The Bad Side Of A Leaf Compost
Composting with leaves is indisputable in terms of convenience. However, the same with other methods, there is still a small disadvantage. Leaves contaminated with pathogens are not advisable to use in composting. Pathogens don’t just harm a person but also your healthy soil and plants. Not only does it toxify your soil but also your plants. Remember how we said that the microorganisms are necessary for having a healthy composting? We’re not generalizing as we only clarify that only beneficial microorganisms are needed; pathogens excluded. But don’t worry: pathogen contaminations are usually only present in leaves throughout the winter. If you mistakenly put contaminated leaves in your compost, toss them out right away to avoid spreading the infection. Then add warm materials to sterilize and kill the remaining pathogens in your compost.
How To Compost With Leaves
Leaves are simply the nutrients necessary to grow healthy soil. It came from a tree so it wouldn’t hurt either to use it in a reverse manner. Generally, composting needs carbon source materials to prosper. But, just as it requires carbon, it also needs nitrogen. Composting requires both carbon and nitrogen to be successful and enjoyable. Isn’t it true that there’s no fun if the results aren’t satisfying?
The most common way to use leaves in composting is as a top dressing in garden soil. You can simply cut the leaves into smaller pieces and scatter them around your garden. This will significantly accelerate the composting process. After cultivating in the spring, plant a covering layer on top, and it will be ready to use. Leaves can also be used in your compost bins as a natural moisture and temperature regulator for organic products.

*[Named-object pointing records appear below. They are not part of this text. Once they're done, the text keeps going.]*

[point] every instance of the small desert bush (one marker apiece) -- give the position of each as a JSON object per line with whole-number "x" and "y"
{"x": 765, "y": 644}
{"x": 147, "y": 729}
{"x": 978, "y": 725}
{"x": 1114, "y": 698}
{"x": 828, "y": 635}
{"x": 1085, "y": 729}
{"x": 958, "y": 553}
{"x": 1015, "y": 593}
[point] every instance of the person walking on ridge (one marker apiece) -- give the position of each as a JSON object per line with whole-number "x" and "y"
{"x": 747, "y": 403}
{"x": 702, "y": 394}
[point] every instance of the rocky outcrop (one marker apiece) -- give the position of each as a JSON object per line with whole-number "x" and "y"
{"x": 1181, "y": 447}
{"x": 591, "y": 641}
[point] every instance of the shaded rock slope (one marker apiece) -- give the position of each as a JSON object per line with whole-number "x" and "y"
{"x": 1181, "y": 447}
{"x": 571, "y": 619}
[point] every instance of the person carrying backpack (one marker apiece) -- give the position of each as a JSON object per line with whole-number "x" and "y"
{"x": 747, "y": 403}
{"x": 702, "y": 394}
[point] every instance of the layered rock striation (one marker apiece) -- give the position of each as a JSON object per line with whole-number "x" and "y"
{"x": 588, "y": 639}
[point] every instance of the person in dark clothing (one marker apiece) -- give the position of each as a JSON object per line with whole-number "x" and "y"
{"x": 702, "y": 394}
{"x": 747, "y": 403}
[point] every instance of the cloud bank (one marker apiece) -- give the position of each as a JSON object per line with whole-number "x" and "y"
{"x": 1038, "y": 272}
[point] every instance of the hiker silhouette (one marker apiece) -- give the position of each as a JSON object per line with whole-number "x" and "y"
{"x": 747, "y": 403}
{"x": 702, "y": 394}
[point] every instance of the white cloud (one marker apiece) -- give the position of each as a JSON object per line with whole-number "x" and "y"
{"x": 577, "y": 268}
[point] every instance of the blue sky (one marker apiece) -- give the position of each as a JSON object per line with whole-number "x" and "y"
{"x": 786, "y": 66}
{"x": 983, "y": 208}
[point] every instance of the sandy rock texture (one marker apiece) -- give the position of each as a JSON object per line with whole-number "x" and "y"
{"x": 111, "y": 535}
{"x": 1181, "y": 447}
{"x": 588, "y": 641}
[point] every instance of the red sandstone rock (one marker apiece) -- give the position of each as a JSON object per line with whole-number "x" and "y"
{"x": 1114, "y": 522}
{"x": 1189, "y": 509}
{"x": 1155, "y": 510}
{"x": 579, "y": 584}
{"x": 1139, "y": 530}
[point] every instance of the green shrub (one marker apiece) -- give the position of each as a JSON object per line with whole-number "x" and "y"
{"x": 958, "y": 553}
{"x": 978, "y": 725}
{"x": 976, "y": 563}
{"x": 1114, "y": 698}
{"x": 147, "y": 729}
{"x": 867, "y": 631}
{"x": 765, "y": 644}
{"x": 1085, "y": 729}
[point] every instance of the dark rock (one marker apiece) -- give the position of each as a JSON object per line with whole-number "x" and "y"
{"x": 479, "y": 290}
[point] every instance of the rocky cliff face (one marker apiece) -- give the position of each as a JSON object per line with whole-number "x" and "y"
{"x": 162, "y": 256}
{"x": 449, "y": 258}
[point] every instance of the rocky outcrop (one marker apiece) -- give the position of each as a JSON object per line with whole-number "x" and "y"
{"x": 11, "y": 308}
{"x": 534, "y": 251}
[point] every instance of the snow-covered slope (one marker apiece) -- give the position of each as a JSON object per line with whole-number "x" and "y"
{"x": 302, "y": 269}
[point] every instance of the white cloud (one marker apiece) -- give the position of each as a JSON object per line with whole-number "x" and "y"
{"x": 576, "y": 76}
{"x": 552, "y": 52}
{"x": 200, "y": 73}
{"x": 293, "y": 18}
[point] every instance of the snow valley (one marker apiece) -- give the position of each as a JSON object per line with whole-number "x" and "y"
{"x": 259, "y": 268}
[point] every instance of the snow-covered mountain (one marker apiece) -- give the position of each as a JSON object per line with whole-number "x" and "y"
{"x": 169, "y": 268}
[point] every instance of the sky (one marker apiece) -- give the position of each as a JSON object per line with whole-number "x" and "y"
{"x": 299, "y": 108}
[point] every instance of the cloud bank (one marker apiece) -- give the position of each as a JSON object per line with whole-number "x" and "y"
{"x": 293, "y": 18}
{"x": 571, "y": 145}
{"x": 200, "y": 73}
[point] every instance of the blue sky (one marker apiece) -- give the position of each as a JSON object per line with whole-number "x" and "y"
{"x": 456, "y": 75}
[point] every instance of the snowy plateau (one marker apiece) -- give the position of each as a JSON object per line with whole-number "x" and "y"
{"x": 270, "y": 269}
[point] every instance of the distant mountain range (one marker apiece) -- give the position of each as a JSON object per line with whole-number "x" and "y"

The leaves decompose over time and become one of the organic ingredients in your compost, making it healthier.
Leaves As Significant Materials In Composting
For experienced gardeners, leaves are significant materials in composting. They recreate the mess for others into a valuable composting product. Leaves act as the natural source of nutrients and fill up the amount of carbon needed by your garden soil. Leaves can also be used in your compost bins as a natural moisture and temperature regulator for organic products. They decompose over time and become part of the organic materials of your compost. Leaves contaminated with pathogens are not advisable to use in composting. Pathogens don’t just harm a person but also your healthy soil and plants. If you mistakenly put contaminated leaves in your compost, toss them out right away to avoid spreading the infection.